Demultiplexing RDD onto multiple ORC tables

Question

I'm trying to convert data stored in S3 as JSON-per-line textfiles to a structured, columnar format like ORC or Parquet on S3.

The source files contain data of multiple schemes (eg. HTTP request, HTTP response, ...), which need to be parsed into different Spark Dataframes of the correct type.

Example schemas:

  val Request = StructType(Seq(
    StructField("timestamp", TimestampType, nullable=false),
    StructField("requestId", LongType),
    StructField("requestMethod", StringType),
    StructField("scheme", StringType),
    StructField("host", StringType),
    StructField("headers", MapType(StringType, StringType, valueContainsNull=false)),
    StructField("path", StringType),
    StructField("sessionId", StringType),
    StructField("userAgent", StringType)
  ))

  val Response = StructType(Seq(
    StructField("timestamp", TimestampType, nullable=false),
    StructField("requestId", LongType),
    StructField("contentType", StringType),
    StructField("contentLength", IntegerType),
    StructField("statusCode", StringType),
    StructField("headers", MapType(keyType=StringType, valueType=StringType, valueContainsNull=false)),
    StructField("responseDuration", DoubleType),
    StructField("sessionId", StringType)
  ))

I got that part working fine, however trying to write out the data back to S3 as efficiently as possible seems to be an issue atm.

I tried 3 approaches:

muxPartitions from the silex project
caching the parsed S3 input and looping over it multiple times
making each scheme type a separate partition of the RDD

In the first case, the JVM ran out of memory and in the second one the machine ran out of disk space.

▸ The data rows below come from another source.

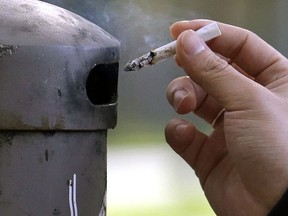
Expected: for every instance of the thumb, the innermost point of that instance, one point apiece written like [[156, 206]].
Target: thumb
[[218, 78]]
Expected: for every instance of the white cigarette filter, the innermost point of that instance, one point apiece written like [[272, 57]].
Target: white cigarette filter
[[207, 33]]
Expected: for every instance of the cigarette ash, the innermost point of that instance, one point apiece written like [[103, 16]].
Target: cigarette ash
[[143, 61]]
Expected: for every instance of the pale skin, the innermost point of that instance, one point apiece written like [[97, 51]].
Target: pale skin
[[243, 164]]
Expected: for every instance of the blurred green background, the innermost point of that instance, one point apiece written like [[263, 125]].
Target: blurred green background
[[144, 176]]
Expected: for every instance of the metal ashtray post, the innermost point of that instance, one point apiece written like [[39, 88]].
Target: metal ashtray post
[[58, 93]]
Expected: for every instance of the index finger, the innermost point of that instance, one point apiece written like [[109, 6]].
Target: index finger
[[244, 48]]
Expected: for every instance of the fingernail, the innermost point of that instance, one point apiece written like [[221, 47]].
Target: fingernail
[[178, 97], [192, 44], [180, 129]]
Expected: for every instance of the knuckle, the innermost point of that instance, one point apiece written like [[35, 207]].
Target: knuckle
[[215, 64]]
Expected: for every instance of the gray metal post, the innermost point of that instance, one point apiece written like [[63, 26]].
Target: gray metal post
[[58, 97]]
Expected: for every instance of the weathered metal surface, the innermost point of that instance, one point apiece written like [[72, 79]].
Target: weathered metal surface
[[58, 97], [46, 55], [35, 168]]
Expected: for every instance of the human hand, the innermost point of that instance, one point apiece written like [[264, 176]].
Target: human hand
[[242, 164]]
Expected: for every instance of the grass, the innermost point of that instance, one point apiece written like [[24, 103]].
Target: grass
[[181, 208]]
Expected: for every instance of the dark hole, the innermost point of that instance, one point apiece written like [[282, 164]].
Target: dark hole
[[102, 84]]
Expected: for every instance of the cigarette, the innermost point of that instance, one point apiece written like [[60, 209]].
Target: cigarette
[[207, 33]]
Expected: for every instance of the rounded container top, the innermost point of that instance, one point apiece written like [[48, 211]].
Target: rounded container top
[[58, 71]]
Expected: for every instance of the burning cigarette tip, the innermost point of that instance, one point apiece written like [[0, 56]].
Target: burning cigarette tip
[[207, 33]]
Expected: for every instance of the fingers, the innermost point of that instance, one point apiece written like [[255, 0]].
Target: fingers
[[243, 47], [214, 74], [186, 96], [184, 139]]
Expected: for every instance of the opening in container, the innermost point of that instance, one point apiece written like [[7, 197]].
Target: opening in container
[[102, 84]]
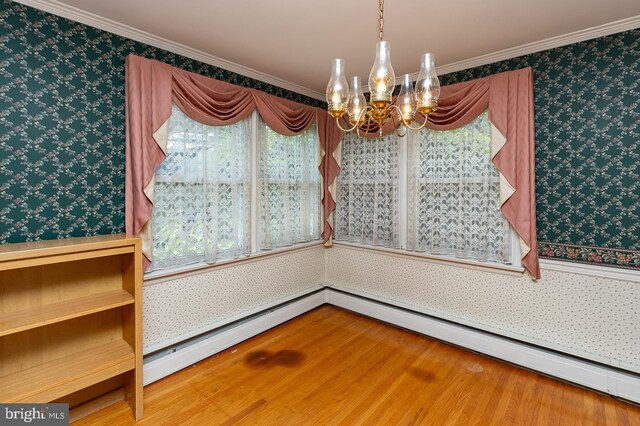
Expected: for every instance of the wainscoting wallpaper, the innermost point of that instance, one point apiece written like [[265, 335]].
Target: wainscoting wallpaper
[[590, 317], [62, 123], [62, 134], [587, 110], [179, 309]]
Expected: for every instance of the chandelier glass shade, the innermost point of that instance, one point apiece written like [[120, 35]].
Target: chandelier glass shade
[[352, 112]]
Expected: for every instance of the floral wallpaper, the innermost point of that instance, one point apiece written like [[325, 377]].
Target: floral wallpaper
[[62, 134], [587, 110], [62, 123]]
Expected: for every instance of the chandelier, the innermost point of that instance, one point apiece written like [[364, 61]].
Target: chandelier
[[350, 104]]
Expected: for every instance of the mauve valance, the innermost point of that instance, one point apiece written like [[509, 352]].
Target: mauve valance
[[509, 98], [152, 86]]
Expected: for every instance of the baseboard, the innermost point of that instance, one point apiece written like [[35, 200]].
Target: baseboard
[[582, 372], [169, 364], [575, 370]]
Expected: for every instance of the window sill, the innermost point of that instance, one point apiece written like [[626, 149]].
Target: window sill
[[441, 260], [157, 277]]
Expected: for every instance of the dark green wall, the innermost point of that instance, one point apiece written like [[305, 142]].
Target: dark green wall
[[62, 134], [587, 114], [62, 123]]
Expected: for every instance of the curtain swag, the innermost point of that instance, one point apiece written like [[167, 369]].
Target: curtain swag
[[509, 98], [152, 86]]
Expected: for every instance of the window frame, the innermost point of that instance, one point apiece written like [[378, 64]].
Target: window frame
[[254, 223], [403, 216]]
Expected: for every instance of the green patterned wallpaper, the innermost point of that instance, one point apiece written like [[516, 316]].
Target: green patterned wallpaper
[[62, 123], [62, 134], [587, 114]]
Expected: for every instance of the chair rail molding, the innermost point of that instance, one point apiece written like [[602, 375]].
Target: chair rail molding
[[75, 14]]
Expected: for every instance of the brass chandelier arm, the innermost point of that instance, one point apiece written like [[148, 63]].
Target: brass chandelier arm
[[358, 122], [399, 112]]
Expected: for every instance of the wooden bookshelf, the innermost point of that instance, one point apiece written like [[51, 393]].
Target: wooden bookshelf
[[71, 320]]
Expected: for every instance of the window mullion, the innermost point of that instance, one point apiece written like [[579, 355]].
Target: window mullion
[[403, 199], [255, 171]]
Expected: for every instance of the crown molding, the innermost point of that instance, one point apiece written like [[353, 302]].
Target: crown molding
[[75, 14], [57, 8], [538, 46]]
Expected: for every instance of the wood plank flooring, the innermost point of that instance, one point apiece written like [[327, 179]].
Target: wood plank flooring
[[331, 366]]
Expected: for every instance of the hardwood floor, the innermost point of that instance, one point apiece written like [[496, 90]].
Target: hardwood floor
[[331, 366]]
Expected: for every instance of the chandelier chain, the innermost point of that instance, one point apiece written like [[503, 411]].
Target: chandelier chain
[[381, 20]]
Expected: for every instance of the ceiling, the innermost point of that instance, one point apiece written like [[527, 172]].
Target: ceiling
[[296, 40]]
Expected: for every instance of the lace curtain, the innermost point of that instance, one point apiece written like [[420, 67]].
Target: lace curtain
[[289, 187], [202, 193], [453, 194], [367, 191]]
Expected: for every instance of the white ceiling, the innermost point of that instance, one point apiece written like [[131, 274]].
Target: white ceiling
[[296, 40]]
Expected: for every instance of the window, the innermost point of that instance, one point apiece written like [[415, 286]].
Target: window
[[204, 202], [438, 191], [367, 191], [454, 194], [290, 186]]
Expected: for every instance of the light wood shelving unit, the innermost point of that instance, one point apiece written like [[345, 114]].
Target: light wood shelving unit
[[71, 321]]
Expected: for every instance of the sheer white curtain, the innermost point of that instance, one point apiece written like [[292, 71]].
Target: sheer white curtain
[[453, 194], [202, 193], [289, 185], [367, 191]]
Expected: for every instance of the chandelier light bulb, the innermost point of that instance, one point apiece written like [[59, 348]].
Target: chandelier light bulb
[[356, 102], [406, 99], [382, 79], [350, 106], [427, 85], [337, 90]]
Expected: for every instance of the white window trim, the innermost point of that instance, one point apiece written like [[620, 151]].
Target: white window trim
[[168, 274], [438, 259]]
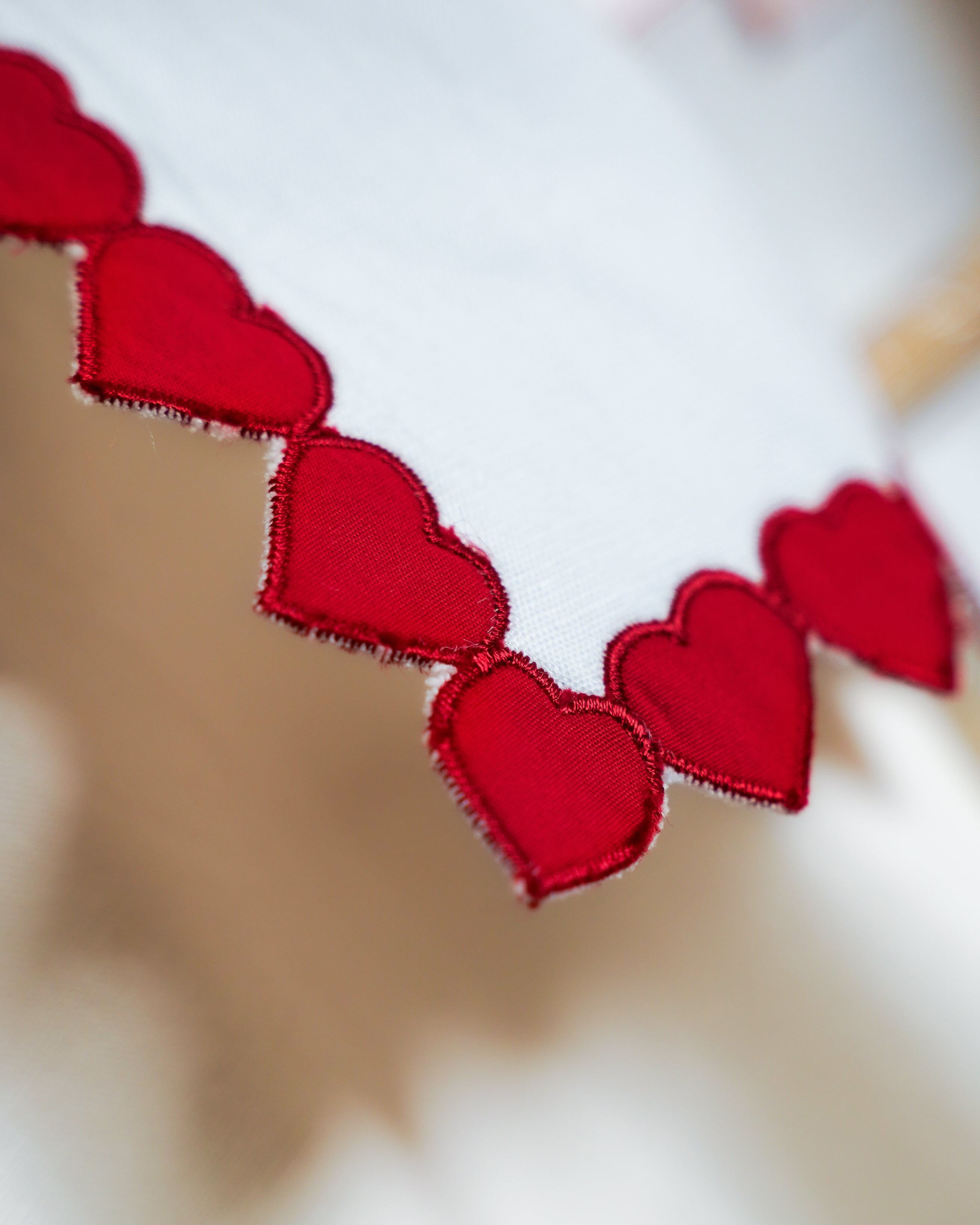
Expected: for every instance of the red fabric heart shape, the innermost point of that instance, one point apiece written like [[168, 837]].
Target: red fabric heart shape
[[167, 324], [567, 787], [62, 176], [865, 574], [725, 689], [357, 553]]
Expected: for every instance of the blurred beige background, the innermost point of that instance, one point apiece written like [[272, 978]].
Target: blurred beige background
[[255, 967], [254, 825]]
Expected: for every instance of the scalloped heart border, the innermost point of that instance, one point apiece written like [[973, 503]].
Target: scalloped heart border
[[618, 841]]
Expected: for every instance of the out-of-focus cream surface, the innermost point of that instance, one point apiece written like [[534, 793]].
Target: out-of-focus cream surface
[[253, 973]]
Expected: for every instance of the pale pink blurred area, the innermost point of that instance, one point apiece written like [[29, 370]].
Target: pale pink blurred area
[[254, 967]]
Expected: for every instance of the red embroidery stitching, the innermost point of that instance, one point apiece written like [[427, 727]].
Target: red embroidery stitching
[[270, 398], [725, 688], [866, 575], [563, 798], [91, 184], [167, 326], [421, 596]]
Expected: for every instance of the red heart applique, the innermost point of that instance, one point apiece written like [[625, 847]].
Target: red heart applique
[[565, 786], [167, 324], [865, 574], [62, 176], [725, 689], [357, 553]]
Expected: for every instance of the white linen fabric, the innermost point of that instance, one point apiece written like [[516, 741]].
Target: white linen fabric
[[532, 277]]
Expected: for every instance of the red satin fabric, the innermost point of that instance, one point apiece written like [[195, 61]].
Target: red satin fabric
[[725, 688], [568, 787], [166, 323], [864, 573], [62, 176], [357, 553]]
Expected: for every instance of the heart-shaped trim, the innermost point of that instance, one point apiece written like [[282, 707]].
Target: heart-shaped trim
[[62, 176], [567, 787], [281, 386], [723, 688], [866, 575], [357, 554], [166, 325]]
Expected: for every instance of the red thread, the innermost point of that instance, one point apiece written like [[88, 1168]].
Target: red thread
[[568, 787], [62, 176], [866, 575], [725, 688], [357, 554], [167, 325], [565, 786]]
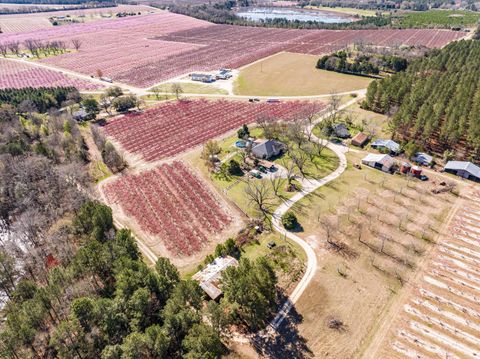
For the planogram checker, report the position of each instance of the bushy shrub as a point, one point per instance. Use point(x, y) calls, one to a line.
point(289, 220)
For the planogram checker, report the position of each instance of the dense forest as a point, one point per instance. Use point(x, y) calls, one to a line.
point(57, 2)
point(74, 286)
point(222, 13)
point(417, 5)
point(361, 64)
point(436, 102)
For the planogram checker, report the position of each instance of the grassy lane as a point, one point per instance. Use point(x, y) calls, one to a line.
point(288, 74)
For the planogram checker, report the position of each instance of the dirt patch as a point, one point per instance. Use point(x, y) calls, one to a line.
point(375, 230)
point(288, 74)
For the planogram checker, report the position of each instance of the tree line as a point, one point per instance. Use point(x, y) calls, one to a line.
point(436, 101)
point(55, 2)
point(103, 301)
point(223, 13)
point(36, 9)
point(361, 64)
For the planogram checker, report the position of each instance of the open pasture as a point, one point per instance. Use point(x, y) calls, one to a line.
point(171, 206)
point(174, 127)
point(18, 75)
point(441, 317)
point(288, 74)
point(143, 51)
point(370, 231)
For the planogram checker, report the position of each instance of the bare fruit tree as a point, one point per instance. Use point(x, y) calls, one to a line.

The third I haven't thoroughly tested yet, but this does not seem an efficient use of processing power (as only one node of the cluster (the one on which this particular partition is) would actually be writing the data back out to S3).

Relevant code:

val allSchemes = Schemes.all().keys.toArray

if (false) {
  import com.realo.warehouse.multiplex.implicits._

  val input = readRawFromS3(inputPrefix) // returns RDD[Row]
    .flatMuxPartitions(allSchemes.length, data => {
      val buffers = Vector.tabulate(allSchemes.length) { j => ArrayBuffer.empty[Row] }
      data.foreach {
        logItem => {
          val schemeIndex = allSchemes.indexOf(logItem.logType)
          if (schemeIndex > -1) {
            buffers(schemeIndex).append(logItem.row)
          }
        }
      }
      buffers
    })

  allSchemes.zipWithIndex.foreach {
    case (schemeName, index) =>
      val rdd = input(index)

      writeColumnarToS3(rdd, schemeName)
  }
} else if (false) {
  // Naive approach
  val input = readRawFromS3(inputPrefix) // returns RDD[Row]
    .persist(StorageLevel.MEMORY_AND_DISK)

  allSchemes.foreach {
    schemeName =>
      val rdd = input
        .filter(x => x.logType == schemeName)
        .map(x => x.row)

      writeColumnarToS3(rdd, schemeName)
  }

  input.unpersist()
} else {
  class CustomPartitioner extends Partitioner {
    override def numPartitions: Int = allSchemes.length
    override def getPartition(key: Any): Int = allSchemes.indexOf(key.asInstanceOf[String])
  }

    val input = readRawFromS3(inputPrefix)
      .map(x => (x.logType, x.row))
      .partitionBy(new CustomPartitioner())
      .map { case (logType, row) => row }
      .persist(StorageLevel.MEMORY_AND_DISK)

    allSchemes.zipWithIndex.foreach {
      case (schemeName, index) =>
        val rdd = input
          .mapPartitionsWithIndex(
            (i, iter) => if (i == index) iter else Iterator.empty,
            preservesPartitioning = true
          )

        writeColumnarToS3(rdd, schemeName)
    }

    input.unpersist()
}

Conceptually, I think the code should have 1 output DStream per scheme type and the input RDD should pick 'n place each processed item onto the correct DStream (with batching for better throughput).

Does anyone have any pointers as to how to implement this? And/or is there a better way of tackling this problem?

score 0 · Answer 1 · edited May 23 '17 at 12:01

Given that the input is a json, you can read it into a dataframe of strings (each line is a single string). Then you can extract the type from each json (either by using a UDF or by using a function such as get_json_object or json_tuple).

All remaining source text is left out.